If the recent governance proposals are passed as expected, we will re-evaluate Uniswap.Specifically, it will no longer be a protocol that is not worth investing in.

In addition, this move may force other protocols to take similar measures to coordinate the interests of token holders – which is a healthy development trend for the industry.

Core implications of governance proposals

Impact on Uniswap Labs

Uniswap Labs will lose interface, wallet, and API fee revenue as their focus will shift to exclusively serving DAO/token holders.If the $132 million previously received from these revenue sources was used to fund protocol development, then this portion of future funding will need to be obtained from other sources.Uniswap users will undoubtedly be the biggest winners of this proposal.

Impact on Liquidity Providers (LPs)

Liquidity providers will lose about 16% of the trading fees due to the protocol fee switch, but will benefit from the optimization of the protocol fee discount auction (PFDA).Uniswap estimates that the new auction mechanism can enable LPs to earn an additional $0.06-0.26 per $10,000 in transaction volume.

Impact on token holders/token economics

100 million UNI (worth $663 million at current UNI prices) will be destroyed.The circulating supply of UNI will drop from 629 million to 529 million, and the token price will rise to $7.88 due to the reduction in circulation.

Going forward, approximately 16% of transaction fee revenue will be destroyed.This would be equivalent to the destruction of $136 million worth of UNI tokens so far this year (20.5 million UNI).Additionally, $3 million worth of Unichain orderer fees will be burned (452,000 UNI).

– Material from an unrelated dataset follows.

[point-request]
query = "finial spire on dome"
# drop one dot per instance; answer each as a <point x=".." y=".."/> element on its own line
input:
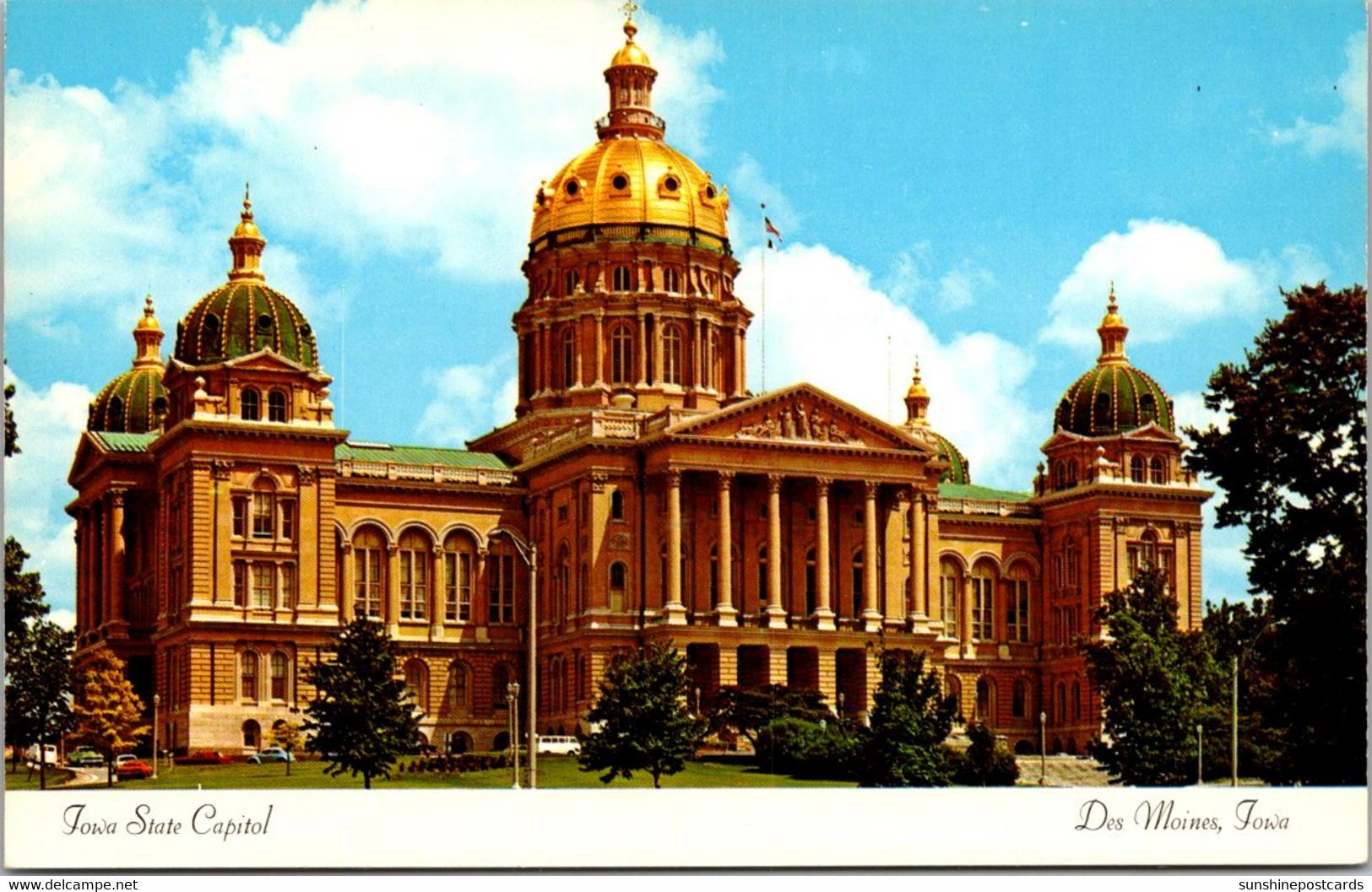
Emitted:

These changes will have a positive impact on UNI holders.

Impact on traders

There should be no material impact to traders, other than more efficient trade execution through the new PFDA auction mechanism.Transaction fees will remain unchanged.

Uniswap current valuation comparison

Summary of key points

The proposed changes aligned with UNI holders have had no impact on the relative valuation of Uniswap compared to Aerodrome (Base), Raydium (Solana) or Pump (Solana).

However, it now puts UNI holders on an equal playing field in terms of token economics and value accretion for token holders.As shown above, Raydium appears to be significantly undervalued relative to its peers.

future outlook

How will the winner of the DEX category be determined?

Ultimately, we think it’s up to Wall Street to decide where to build.We should start getting some answers in the next year or two.

Ultimately, we think it’s up to Wall Street to decide where to “build.”Within the next year or two, we should have some answers.

One thing we’re paying close attention to is Uniswap’s “hooks,” which were launched in v4 earlier this year.”Hooks” can achieve the following functions:

Dynamic fees (fees that automatically adjust based on volatility);

On-chain KYC/permission pool (required for institutional users);

Time-weighted average market maker execution (allowing slow execution of large orders);

Oracle enhanced pool (transaction pricing can refer to external oracles);

Custom fee flow (automatically destroy tokens or distribute them to stakers);

Circuit breakers/risk rules (suspension of trading in times of extreme volatility);

Centralized liquidity automation (automatic rebalancing of liquidity provider positions).

We believe this (already built) infrastructure is what agencies will consider when deciding where to locate.Uniswap was once “forgotten” in this trading cycle, but now that the foundation has been laid, it may reverse its decline in the next trading cycle.